A NEW exhibition that will give visitors the chance to experience part of an ‘abandoned’ London tube station is set to open at the London Transport Museum, Covent Garden, on October 11. In addition to the recreated sections of disused tube stations, Hidden London will feature displays, archive photos, films and artefacts. These will tell of such places as the Plessey aircraft underground factory which had 2,000 members of staff, mostly women, working in 5 miles (8km) of long tunnels on the eastern section of the Central line during the Second World War.
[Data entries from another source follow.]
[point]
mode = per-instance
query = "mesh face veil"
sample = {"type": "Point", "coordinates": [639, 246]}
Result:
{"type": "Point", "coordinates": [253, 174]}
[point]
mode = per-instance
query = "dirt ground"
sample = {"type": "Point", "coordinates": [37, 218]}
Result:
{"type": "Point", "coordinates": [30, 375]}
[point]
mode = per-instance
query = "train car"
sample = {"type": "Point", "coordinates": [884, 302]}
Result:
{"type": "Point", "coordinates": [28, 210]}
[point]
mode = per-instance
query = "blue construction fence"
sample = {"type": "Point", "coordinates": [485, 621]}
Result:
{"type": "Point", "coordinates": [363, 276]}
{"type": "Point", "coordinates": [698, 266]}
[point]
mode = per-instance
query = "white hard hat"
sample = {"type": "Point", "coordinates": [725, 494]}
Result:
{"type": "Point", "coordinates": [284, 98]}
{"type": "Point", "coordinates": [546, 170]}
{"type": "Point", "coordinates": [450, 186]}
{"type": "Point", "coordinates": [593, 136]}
The new display will also show how Winston Churchill took refuge in the Railway Executive Committee’s bomb-proof headquarters 73ft (22m) underground at Down Street station in Mayfair. The museum has recreated the dining room used by Britain’s wartime leader with tables, chairs, wine bottles, menu cards and ashtrays similar to those Winston Churchill would have used.

Some objects will be on public display for the first time, such as a 1939 architectural drawing of Down Street station before it was converted into a secret bunker. Hidden London. The exhibition opens on October 11 and runs to January 2021.